I’m sure you’ve already guessed this – the most stylish possible way to arrive at a summer festival is on board a burning train. So my trip to Latitude was pretty much perfect. As the smoke billowed, we were detained at Berwick for more than an hour. This was “…due to the driver carrying out safety checks.” As matters progressed, we learned that a) train announcements will always avoid mentioning “Fire !” and “Brakes !” even if – or perhaps especially if – the train is on fire in exactly that rather important brake area and b) that trains with hot wheels trigger a hitherto unguessed-at system of restraints which then hold them for random intervals, no matter where they go.
Still, no one was hurt – or even alarmed – many of us enjoyed bonding and grumbling, and my reading was cancelled for the coolest reason ever “A.L.Kennedy cannot be with us tonight – her train caught fire.”
And Latitude – once I got there – proved infinitely more enjoyable than I had imagined four days in a big park with increasingly unwashed strangers might prove to be. Given that I had imagined it would make me beg for death by lupus, I’ll clarify – audiences were friendly, the reading was rescheduled, deck chairs were free, the pies were fantastic, the events imaginative and Robin Ince’s Bookclub was entirely magnificent – you can only imagine my delight at being on the same variety bill as a man who puts forks up his nose and a lady who tap dances while eating swiss roll. Just excellent, lovely people.
I’m used to communal events involving blockades, policemen and occasional rumpusses, so it took me a while to relax and savour the sight of adults just wearing whatever the hell they wanted and/or possibly pretending to be someone else, while almost all the toddlers present generated a massive, wobbly-indie-dancing sub-culture with a rudimentary monarchy.
Sadly, I was unable to successfully propagate the rumour that an elderly man had been dragged into the lake by swimming tapirs, or to persuade the entire audience for Blondie to yell in unison, “You’re not bad for your age!” in an appreciative manner.
Happily, I may well take a tip from Debbie Harry and bind my upper arms tightly from now on – perhaps using lengths of drainpipe – instantly firming an area that slumps so troublingly in the maturer lady. Oh, and according to a festival Tarot reader, I’m quiet, although I sometimes talk a lot, I’ve been working hard, or I’m about to, and love will find me in October. Yeah. Right.
Meanwhile, it has come to my attention that some of you, having found these blogs sometimes give the impression that I am an amusing writer, have been considering buying my books. Now, while my volumes are occasionally funny – particularly if you are, may I respectfully suggest, slightly twisted or the tiniest bit unwell – I wouldn’t necessarily recommend them if you’re – say – vulnerable, unless you want to have perhaps a slightly bruisng giggle.
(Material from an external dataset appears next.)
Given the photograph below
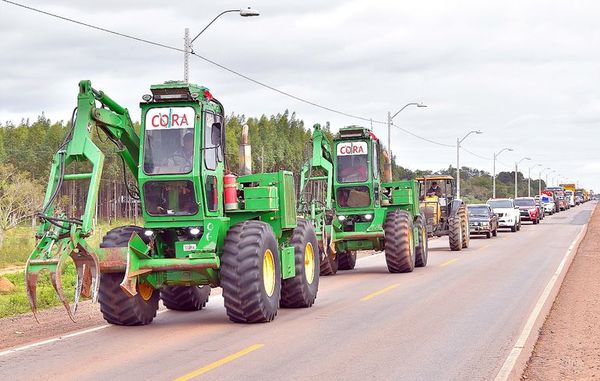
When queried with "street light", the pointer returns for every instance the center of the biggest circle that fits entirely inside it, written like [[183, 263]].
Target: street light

So maybe flick through one in a bookshop as a tester. Or, better yet – given that a recognisable continuum from stern to pliant is suggesting itself here – wait until you see another, compatibly dominant or submissive reader browsing nearby, then hook up and give each other the thumping good read you deserve. Not that I wish to intrude. Your reading pleasure is my only aim.
Next stop, the Edinburgh Fringe, The Stand and a month of comedy – so there’s a show to polish, iron tablets to take, black shirts to count and soon August will be shining up ahead like a glorious, burning train.